Bug Description
We're running a deployment of Fluentd-Elasticsearch Helm Chart (Fluentd version 1.4.1) within a Kubernetes environment.
Every Pod in the daemonSet will, after N hours (being N constant, between 8 and 36, and different for each daemonSet Pod), fail to reply to k8s liveness probe and be restarted by k8s.

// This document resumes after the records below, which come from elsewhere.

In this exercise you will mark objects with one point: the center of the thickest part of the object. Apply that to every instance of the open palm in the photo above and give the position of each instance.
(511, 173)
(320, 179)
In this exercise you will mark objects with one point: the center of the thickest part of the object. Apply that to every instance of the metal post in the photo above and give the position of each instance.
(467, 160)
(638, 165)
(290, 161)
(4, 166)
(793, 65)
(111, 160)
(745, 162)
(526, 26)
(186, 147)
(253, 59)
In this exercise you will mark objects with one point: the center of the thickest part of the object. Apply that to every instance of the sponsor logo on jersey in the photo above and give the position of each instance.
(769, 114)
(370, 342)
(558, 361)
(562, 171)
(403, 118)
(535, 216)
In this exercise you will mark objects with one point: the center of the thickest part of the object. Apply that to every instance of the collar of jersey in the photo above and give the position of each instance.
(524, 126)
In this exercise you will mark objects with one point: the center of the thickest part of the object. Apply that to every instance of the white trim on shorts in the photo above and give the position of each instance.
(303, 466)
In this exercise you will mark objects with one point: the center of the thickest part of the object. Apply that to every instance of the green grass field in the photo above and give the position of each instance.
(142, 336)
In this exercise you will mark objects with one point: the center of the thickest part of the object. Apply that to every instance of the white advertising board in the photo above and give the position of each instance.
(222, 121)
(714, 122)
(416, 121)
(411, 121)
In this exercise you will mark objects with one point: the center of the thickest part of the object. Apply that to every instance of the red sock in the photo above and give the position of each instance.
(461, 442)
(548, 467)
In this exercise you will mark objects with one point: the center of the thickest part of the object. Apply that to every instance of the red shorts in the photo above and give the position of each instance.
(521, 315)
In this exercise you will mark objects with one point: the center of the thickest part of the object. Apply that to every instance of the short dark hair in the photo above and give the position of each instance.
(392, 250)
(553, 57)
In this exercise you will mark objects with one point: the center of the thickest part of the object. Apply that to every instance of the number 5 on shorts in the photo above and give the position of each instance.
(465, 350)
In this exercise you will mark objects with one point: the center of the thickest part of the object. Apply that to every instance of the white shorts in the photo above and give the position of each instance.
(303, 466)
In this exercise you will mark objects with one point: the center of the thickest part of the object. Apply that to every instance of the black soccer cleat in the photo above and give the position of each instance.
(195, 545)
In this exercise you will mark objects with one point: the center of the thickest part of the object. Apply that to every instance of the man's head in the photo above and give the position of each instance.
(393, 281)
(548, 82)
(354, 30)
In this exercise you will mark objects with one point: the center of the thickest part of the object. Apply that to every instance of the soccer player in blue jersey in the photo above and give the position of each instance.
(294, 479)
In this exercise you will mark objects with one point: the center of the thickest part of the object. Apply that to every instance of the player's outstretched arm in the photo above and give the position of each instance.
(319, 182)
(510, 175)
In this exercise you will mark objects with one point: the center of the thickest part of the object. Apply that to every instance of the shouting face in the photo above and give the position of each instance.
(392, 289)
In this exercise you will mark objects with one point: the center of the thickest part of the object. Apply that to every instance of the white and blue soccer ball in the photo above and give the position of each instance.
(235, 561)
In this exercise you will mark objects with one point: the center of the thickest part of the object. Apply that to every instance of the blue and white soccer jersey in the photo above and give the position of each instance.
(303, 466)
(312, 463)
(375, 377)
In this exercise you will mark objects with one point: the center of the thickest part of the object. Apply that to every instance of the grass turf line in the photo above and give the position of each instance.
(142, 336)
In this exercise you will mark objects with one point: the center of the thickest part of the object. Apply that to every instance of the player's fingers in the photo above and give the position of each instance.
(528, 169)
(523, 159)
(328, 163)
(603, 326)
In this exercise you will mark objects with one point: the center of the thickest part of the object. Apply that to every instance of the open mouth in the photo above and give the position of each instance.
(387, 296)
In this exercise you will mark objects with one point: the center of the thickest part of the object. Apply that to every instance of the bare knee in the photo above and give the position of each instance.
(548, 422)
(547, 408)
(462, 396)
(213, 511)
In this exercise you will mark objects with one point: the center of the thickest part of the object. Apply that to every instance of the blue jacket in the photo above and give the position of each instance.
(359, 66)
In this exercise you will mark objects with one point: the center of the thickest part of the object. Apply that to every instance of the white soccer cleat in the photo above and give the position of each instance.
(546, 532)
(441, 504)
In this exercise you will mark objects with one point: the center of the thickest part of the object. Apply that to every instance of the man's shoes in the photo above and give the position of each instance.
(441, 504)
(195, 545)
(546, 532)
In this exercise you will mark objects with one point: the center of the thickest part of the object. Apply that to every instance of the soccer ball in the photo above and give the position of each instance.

I.e.: Monitoring Pod's CPU and Memory with Prometheus, we can see the restarts over the last 24h of a given Pod (below example restarts every 10h):

Note: From our troubleshooting, it seems no logs are lost and no service deprecation is observed. We can only tell that Pod was restarted.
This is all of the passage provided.